Two casts of mind; two styles of acting. Di Caprio's work is mainly intuition ("Acting is the only time I truly maintain the spontaneity that I want to be present at all times," he says). In the finale of Gilbert Grape, when Di Caprio's handicapped Arnie yells "wake up" to his dead mother, he launches into a piercing arpeggio on the word "up" - a brilliant piece of improvisation. Dean improvised too. In The First American Teenager, Dennis Hopper argues that the famous laugh - as dry and fragile as a parched leaf - which Dean delivers while being helped into his coat at the police station in Rebel Without a Cause, was a result of being free enough to ride with his instincts. Nor should the purely animalistic side of Dean's acting be underestimated (Cal's bestiality is a motif of East of Eden). But there is another aspect to his acting, where he displays its genius. Here, Dean is counter-intuitive. He surprises by the strange choices he makes, and is more real because of them. At East of Eden's climax, when he reveals his prostitute mother to his brother, the emotions flicker across his face in the opposite order to the one we expect. As Francois Truffaut wrote: "He killed psychology the day he appeared on the set."

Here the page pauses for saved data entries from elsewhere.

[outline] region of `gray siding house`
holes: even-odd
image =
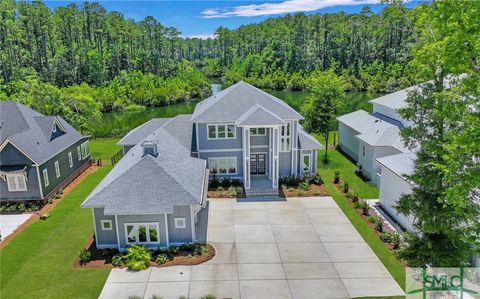
[[[210,175],[243,180],[247,194],[278,194],[284,175],[313,174],[323,146],[280,99],[239,82],[191,115],[152,119],[119,141],[124,157],[95,188],[98,248],[196,242]],[[259,192],[259,193],[254,193]]]
[[[88,137],[59,116],[0,102],[0,200],[46,201],[90,166]]]

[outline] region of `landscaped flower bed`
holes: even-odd
[[[245,197],[243,182],[239,179],[220,178],[212,175],[208,182],[209,198],[235,198]]]
[[[215,249],[210,244],[195,243],[170,246],[168,249],[149,250],[144,246],[133,245],[127,251],[97,249],[93,238],[88,249],[83,249],[74,266],[80,268],[124,268],[143,270],[148,267],[170,267],[198,265],[211,260]]]
[[[320,175],[284,176],[280,178],[280,195],[283,197],[327,196]]]

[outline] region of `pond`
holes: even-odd
[[[222,90],[222,84],[212,84],[214,94]],[[269,91],[270,94],[282,99],[287,104],[299,111],[302,103],[310,95],[306,91]],[[368,93],[347,93],[342,101],[340,114],[345,114],[358,109],[371,111],[372,105],[369,100],[378,97],[376,94]],[[94,124],[92,135],[96,137],[123,136],[131,129],[145,123],[152,118],[174,117],[178,114],[190,114],[195,105],[201,100],[192,100],[176,105],[158,108],[147,108],[142,111],[110,112],[103,115],[103,119]]]

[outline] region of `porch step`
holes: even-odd
[[[247,196],[278,195],[278,189],[273,189],[273,188],[249,189],[249,190],[245,190],[245,195]]]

Di Caprio stands on the brink of manhood. He has the talent to become an important actor, if his neophyte looks can coarsen into maturity (though his next film, Total Eclipse, has already been slated at previews). By all accounts, Di Caprio has charm, energy and humour, and is a prodigious party-goer. He is not an equal of James Dean, but a descendant - as with so many of his contemporaries (Winona Ryder, the Phoenixes) his parents were Sixties radicals who owed their liberation in part to Dean. Di Caprio's facility is Dean's legacy. He is the gregarious leader of a talented generation. But Dean reckoned: "Being an actor is the loneliest thing in the world. You're all alone with your concentration and imagination, and that's all you've got." It was the solitariness of his genius that made him unique.
! 'The Basketball Diaries' opens 24 Nov. 'James Dean: The First American Teenager' (Academy Video, pounds 12.99) is released 20 Nov.